# Underactive thyroid.



## robrace (Jun 30, 2005)

Wife taken ill last November!Blood tests show underactive thyroid.Symptons confirm.Early morning anxiety,tremors.nausea etc.She has been on thyroxin since xmas.Blood tests now show normal level !.Doctor says there is no medical problem but she is still suffering.Been off work 8weeks.She will have 4/5 days were she feels "normal"then be really ill again.Can't function.feels sick,no energy really low!Last friday was making plan's to go to choir and back to work partime.Today in a right state and depressed.Although we are both in our mid 60's we have enjoyed good health and looking forward to getting out in our Camper but at the moment we don't see any end to her problems.Any got any advice


----------



## gerardjanice (May 1, 2005)

I've been there, still am (20 years on, 65 now) . Most people don't realize how serious this is (don't take the pills and you go mad and die) and it will take a while to get back to normal.

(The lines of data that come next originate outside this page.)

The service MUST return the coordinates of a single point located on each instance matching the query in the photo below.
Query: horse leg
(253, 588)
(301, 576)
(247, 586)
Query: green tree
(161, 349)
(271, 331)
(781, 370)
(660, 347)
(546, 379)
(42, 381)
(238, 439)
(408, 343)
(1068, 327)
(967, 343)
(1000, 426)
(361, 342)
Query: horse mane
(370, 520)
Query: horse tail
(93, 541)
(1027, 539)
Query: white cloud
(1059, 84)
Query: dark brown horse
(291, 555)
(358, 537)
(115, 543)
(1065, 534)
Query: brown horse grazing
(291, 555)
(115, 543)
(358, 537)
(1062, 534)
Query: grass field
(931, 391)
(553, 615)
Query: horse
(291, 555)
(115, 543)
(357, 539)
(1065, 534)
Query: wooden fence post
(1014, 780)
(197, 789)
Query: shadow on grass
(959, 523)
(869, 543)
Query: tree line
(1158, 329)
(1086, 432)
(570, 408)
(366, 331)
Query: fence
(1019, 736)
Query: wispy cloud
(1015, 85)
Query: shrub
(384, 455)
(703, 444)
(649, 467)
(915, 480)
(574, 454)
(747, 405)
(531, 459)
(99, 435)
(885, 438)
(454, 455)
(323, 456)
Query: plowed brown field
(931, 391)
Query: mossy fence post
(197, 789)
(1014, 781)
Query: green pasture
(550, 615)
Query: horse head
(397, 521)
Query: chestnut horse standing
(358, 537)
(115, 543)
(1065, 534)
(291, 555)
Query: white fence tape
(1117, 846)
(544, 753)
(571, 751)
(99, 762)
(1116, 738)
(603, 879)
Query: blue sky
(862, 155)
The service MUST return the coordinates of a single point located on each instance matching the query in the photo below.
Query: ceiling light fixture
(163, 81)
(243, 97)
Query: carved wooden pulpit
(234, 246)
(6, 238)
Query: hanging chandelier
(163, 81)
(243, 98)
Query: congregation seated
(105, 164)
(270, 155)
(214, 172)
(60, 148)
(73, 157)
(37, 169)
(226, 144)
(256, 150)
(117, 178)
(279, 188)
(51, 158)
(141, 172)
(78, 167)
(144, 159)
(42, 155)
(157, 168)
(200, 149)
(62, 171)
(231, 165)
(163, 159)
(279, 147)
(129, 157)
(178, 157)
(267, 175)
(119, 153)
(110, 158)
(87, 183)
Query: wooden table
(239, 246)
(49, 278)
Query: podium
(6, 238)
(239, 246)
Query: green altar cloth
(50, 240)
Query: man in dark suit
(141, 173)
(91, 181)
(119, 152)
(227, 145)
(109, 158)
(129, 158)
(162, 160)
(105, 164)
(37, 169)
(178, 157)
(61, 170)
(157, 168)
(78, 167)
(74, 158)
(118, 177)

The pills are not an instant fix and it will take time for the body to settle down, but once it has you can carry on as before. Good luck with the future.


----------



## tanktop (May 9, 2009)

Hi,
Sorry to hear of your wifes illness. I have had hypothyroidism for many years. I think she should keep at the doctors as it doesn't seem right that she should have to put up with things as bad as they are. Ask for more blood tests! I have never felt sick, but the thyroid affects so many things that maybe there. is another underlying illness as there was in my case. I also have arthritis and still get to go places in our Hymer with the help of my husband and hopefully your wife can look forward to many future trips. Look up sites on the internet, and the chemist usually has booklets on thyroid etc. The doctors think that once they have given you thyroxin at the 'right' level then, that should be you!!!!! Don't except everything that they say. I empathise with her. good luck.
Mrs Tanktop


----------



## tonka (Apr 24, 2006)

Just before I was diagnosed, had terrible heart stabbing pains plus the tiredness.. Had lots of initial tests on my ticker before they put it down to Thyroid..
Been a few years now and it does take time to settle down, usually they start you off on a low dose and it may take some time before the correct level is found.... Amazing how common it is..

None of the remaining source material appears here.